Loving Day thoughts: Marriage equality for all

This Sunday marks the 44th anniversary of Loving v. Virgina, the 1967 U.S. Supreme Court case that legalized interracial marriage.  Now in 2011, a different struggle related to marriage equality is on the political forefront.  Comparisons and connections between interracial marriage and same sex marriage have been made in pieces like this one (via Huffington Post) and this one (via American Foundation for Equal Rights).  The Loving Day and marriage equality movements were also the focus of a workshop at at the 2010 Critical Mixed Race Studies Conference at De Paul University (podcast available here via iTunes U).
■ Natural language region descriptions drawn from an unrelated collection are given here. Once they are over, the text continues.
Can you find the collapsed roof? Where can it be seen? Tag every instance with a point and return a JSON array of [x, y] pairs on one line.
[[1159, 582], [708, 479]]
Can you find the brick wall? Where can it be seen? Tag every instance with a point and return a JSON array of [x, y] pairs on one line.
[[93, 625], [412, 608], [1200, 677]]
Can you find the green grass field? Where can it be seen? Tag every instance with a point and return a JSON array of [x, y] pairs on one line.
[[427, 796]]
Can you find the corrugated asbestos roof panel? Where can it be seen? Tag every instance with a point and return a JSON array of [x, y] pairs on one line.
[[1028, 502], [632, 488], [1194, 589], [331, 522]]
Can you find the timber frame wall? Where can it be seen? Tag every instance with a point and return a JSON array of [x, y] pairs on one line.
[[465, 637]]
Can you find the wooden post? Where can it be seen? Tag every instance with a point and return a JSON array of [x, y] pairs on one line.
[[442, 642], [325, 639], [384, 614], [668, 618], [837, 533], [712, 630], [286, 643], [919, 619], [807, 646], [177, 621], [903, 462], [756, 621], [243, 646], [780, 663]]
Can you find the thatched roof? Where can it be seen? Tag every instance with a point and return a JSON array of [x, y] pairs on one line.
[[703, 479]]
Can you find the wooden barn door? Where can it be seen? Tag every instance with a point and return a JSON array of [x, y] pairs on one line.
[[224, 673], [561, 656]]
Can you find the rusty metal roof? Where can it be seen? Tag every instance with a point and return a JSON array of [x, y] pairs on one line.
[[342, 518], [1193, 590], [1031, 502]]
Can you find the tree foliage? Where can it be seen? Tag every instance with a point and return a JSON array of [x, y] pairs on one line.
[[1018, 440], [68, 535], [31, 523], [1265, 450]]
MRN Chair-elect Heather Lou shared her thoughts and personal reflections on this topic with an excerpt from a paper she wrote recently:

“Race is nothing but an accident at birth, for children cannot choose their genealogy” (Moran, 2001, p. 7).  I would argue the same for sexual orientation. I didn’t choose to be born on June 12, 1988, to my White mother and Chinese father, nor did I know the inequality of basic civil rights as a member of the queer community. As a Multiracial, Pansexual student affairs administrator, I am aware of the ways I navigate the  intersection of my identities on my respective campus and racialized landscape of American society. I am openly  Multiracial and Pansexual to my peers, but I am aware there is an increasing number of queer students of color that do not have the luxury of moving between the borderlands of race and sexuality. …

The legalization of interracial marriage on June 12, 1967 ruled that “The freedom to marry has long been recognized as one of the vital personal rights essential to the orderly pursuit of happiness by free men, a ‘basic civil right’” (Loving v. Virginia). The basic civil right for interracial couples to wed was granted, but the damage of racial politics carried over to other oppressed groups, namely members of the queer community, not  recognized to attain civil rights. …
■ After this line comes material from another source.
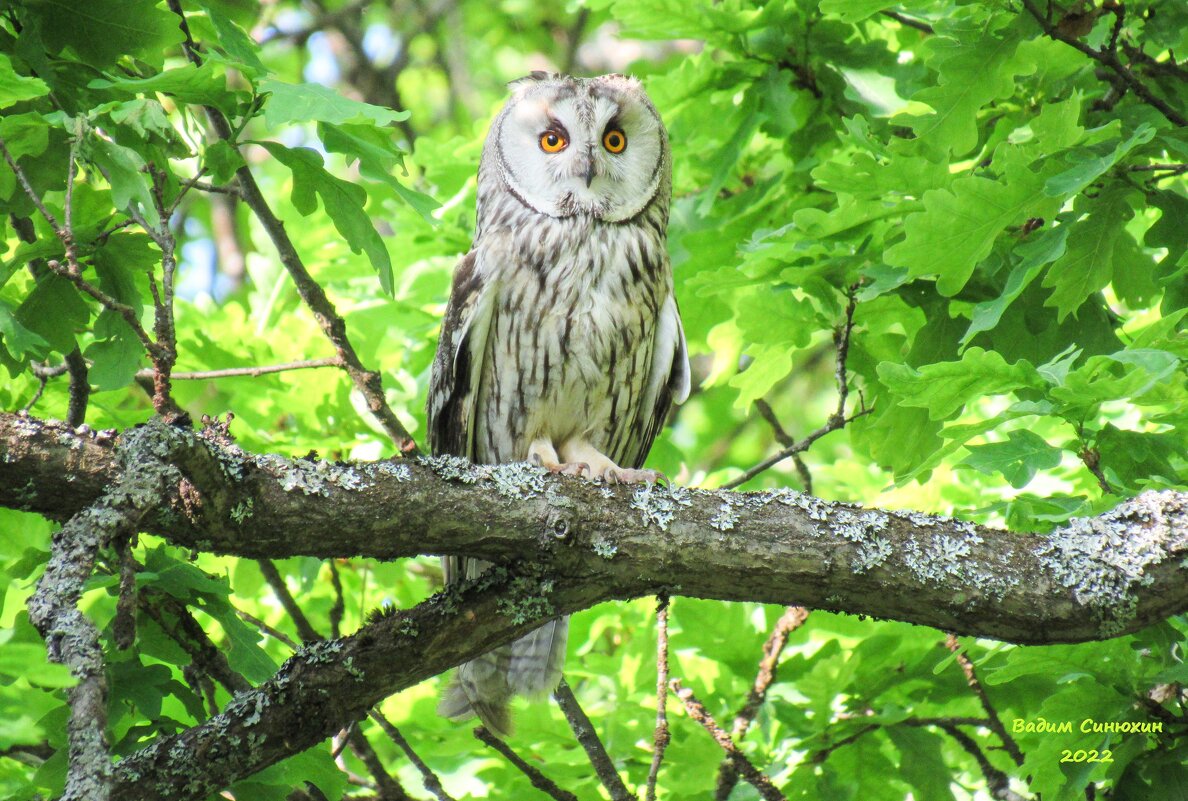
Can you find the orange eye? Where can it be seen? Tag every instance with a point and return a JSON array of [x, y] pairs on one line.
[[553, 142], [614, 140]]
Loving v. Virginia (1967) has been a major precedent for the battle of same-sex marriage, applying the precedent that “Loving refrained from any discussion of how individuals should responsibly choose a spouse” and “Keeping and individual choice free is particularly important if a norm of rationality is misplaced in matters of the heart” (Moran, 2001, p. 13). Matters of the heart aside, the uphill battle for same-sex couples to earn the civil right to marry, adopt, and let alone attain partner benefits has proven to be a slow and steady race for equality. Borrowing from the civil rights movement, the gay rights movement has continued to frame legal and political claims as obstructions in reaching civil rights the United States. …

The Loving Day and Marriage Equality Movements have places in our communities and connections on and off campus. Before her passing, Mildred Loving, of Loving v. Virginia (1967) advocated for full marriage equality for all people, which I leave you with: “I am still not a political person, but I am proud that… my name is on a court case that can help reinforce the love, the commitment, the fairness, and the family that so many people, black or white, young or old, gay or straight seek in life. That’s what Loving, and loving, are all about” (Loving, 2007, p. 2).

What are your thoughts on this topic?  What, if any, parallels do you see between the two movements?  What perspectives, concerns, questions, etc. do you have about relating interracial marriage and same sex marriage?